La FIAGOP è ormai un interlocutore importante, imprescindibile e rispettato anche dalla nostra classe medica con la quale è stato da tempo siglato un protocollo d’intesa e la creazione di un tavolo di lavoro permanente che consente un confronto e una collaborazione continua.
Le tensioni e le incomprensioni del passato sono ormai un lontano ricordo: da molti anni tra le due istituzioni regna un profondo reciproco rispetto, una fattiva collaborazione e tanta gratitudine per il lavoro svolto nei distinti, reciproci ruoli.

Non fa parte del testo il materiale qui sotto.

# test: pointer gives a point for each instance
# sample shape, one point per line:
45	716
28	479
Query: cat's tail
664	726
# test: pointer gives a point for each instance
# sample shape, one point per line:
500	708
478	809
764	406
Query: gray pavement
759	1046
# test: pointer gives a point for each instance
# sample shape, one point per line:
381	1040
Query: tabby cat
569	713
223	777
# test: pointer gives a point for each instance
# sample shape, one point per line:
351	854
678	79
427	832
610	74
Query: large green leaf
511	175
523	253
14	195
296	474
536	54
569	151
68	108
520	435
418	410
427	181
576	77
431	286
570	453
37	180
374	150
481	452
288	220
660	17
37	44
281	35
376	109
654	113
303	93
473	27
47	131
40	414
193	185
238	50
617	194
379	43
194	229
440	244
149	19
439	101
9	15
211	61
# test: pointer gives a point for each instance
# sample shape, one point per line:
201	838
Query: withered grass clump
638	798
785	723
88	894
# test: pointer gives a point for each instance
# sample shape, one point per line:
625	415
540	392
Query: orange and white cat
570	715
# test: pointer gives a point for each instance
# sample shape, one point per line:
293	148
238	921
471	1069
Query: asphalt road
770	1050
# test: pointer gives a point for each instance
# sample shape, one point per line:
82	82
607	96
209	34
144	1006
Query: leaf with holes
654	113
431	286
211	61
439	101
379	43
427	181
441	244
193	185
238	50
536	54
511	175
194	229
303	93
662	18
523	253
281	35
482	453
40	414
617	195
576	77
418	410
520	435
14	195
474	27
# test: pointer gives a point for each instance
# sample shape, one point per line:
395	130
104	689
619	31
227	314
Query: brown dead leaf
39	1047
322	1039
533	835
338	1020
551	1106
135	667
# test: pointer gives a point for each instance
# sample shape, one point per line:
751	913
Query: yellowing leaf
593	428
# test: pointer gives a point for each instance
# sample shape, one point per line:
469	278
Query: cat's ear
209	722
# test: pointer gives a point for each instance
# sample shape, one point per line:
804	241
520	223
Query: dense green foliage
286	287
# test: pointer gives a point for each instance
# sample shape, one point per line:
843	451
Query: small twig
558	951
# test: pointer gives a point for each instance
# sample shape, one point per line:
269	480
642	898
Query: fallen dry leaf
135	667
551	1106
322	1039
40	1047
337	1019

L’Alleanza Terapeutica non é più una formula astratta, ma si invera in progetti concreti a cui partecipiamo con pari dignità.
Tutto questo non si é verificato per caso, ma è frutto dell’intelligenza ,della lungimiranza e della capacità di chi ha guidato le due organizzazioni.
Il Presidente Ricci ha dato un ulteriore impulso alla crescita della Federazione partecipando attivamente a numerosi incontri a livello europeo, e ,attraverso le sue puntuali relazioni, le associazioni stanno acquisendo una visione più ampia dei problemi dell’oncoematologia pediatrica, nonchè la consapevolezza che oggi non ha più senso ragionare esclusivamente a livello nazionale.
Le regole del gioco si fanno a Bruxelles e se non ci piacciono, noi genitori possiamo impegnarci a modificarle sia attraverso un’azione di,lobbying, che di sensibilizzazione dell’opinione pubblica.
La roadmap verso il 2020, cioé l’elenco dei più importanti obbiettivi delll ‘oncoematologia pediatrica da perseguire nell’immediato futuro e presentata recentemente a Bruxelles da Gilles Vassal è frutto della collaborazione tanto dei più importanti medici europei, quanto dei genitori più impegnati a livello internazionale.
Ma l’oncologia pediatrica è una vera priorità per l’Europa? Si direbbe di no. Gli sforzi dei politici sono piuttosto concentrati nel rendere il cancro dell’adulto una malattia cronica dell’età avanzata, sia attraverso la ricerca di nuovi farmaci , sia attraverso campagne per corretti stili di vita…
Ma i bambini? Chi fa sentire la loro voce? Tocca a noi. Bisogna agire ORA!

Il futuro delle associazioni FIAGOP si gioca anche sulla capacità far conoscere e di far recepire le loro grandi istanze. Ne va della loro vita!
Quest’anno, grazie all’aiuto di “trenta ore per la vita” , molte associazioni sono riuscite ad aprire nuove case di accoglienza. Ce ne rallegriamo vivamente con loro. Ma quanto sarebbe bello se non ce ne fosse più bisogno! Quanto sarebbe bello chiuderle tutte!